VdD : Est-ce que tu as toujours su que tu voulais vivre du dessin ? Quel a été l’élément, ou la rencontre, qui a pu déclencher ta vocation ( s’il y en a eu un) ?
JJ : Je dessine depuis que je suis entré au collège mais il m’a fallu un long moment pour envisager sérieusement de vivre du dessin. A l’époque j’envisageais plutôt de devenir archéologue (merci Indiana Jones ! )
Après, comme beaucoup d‘enfants des années 80, j’ai baigné dans les dessins animés et les BD, et le dessin à toujours occupé une grande place dans ma vie. Au lycée, je m’ennuyais royalement, et c’est là que j’ai commencé à dessiner sur toutes mes feuilles de cours. C’est aussi à ce moment là que je me suis dis que devenir dessinateur serait une bonne idée…
VdD : Une bonne idée, mais pas forcément un choix de métier évident, et qui effraye souvent notre entourage…
JJ : Disons qu’il n’y a pas longtemps que ma famille a accepté le fait qu’être illustrateur soit un « vrai »métier ! Je pense qu’ils auraient été rassuré que je bosses en cdi n’importe où, et que je me contente de dessiner sur mon temps libre.

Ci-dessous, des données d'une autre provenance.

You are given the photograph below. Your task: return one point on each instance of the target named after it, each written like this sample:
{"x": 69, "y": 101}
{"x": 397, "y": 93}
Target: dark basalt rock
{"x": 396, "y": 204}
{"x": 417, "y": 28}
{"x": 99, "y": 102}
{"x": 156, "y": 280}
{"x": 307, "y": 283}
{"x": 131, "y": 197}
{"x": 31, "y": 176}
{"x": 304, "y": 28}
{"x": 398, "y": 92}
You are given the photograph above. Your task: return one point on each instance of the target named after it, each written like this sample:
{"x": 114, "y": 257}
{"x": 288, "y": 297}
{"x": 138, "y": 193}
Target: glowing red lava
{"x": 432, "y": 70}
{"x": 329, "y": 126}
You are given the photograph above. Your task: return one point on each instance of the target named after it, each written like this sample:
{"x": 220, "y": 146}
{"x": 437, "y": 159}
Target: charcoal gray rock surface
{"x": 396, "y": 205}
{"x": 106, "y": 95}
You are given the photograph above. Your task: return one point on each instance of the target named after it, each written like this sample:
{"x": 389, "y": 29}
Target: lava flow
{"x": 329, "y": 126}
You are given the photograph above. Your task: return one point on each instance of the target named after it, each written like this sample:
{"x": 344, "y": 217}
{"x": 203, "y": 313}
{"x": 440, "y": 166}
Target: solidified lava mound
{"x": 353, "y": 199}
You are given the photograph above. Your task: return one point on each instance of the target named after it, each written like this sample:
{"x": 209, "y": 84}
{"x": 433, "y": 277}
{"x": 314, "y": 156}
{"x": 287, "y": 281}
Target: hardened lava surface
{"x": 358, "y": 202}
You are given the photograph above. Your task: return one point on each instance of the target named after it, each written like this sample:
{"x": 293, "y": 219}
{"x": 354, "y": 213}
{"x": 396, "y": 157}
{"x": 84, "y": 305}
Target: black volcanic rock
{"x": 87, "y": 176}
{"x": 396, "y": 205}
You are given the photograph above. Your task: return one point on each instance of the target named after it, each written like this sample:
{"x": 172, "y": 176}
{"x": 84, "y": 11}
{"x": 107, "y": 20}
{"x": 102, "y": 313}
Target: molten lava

VdD : Peux-tu nous raconter ton parcours scolaire ?
JJ : Arf, c’est pas bien glorieux 🙂 ! J’ai passé un bac L, puis une première année en fac d’art plastique ou j’ai appris pendant tout un semestre à colorier de beaux carrés de 4×4 cm en nuances de gris… Comme les écoles de dessins étaient beaucoup trop chères, j’ai tout laissé tombé, et je suis aller bosser !
VdD : Et donc, tu entames ton parcours professionnel ?
JJ : Là aussi, c’est assez chaotique… pendant plusieurs années après la fac, j’ai officié en tant que pierceur dans une boutique de tatouage. Et puis un jour, par l’intermédiaire de mon épouse qui est animatrice, j’ai passé un test pour faire du “clean vectoriel” (créer des marionnettes vectorielles, prêtes à être animées, sous Flash) chez Ankama Animation, sur la série Wakfu.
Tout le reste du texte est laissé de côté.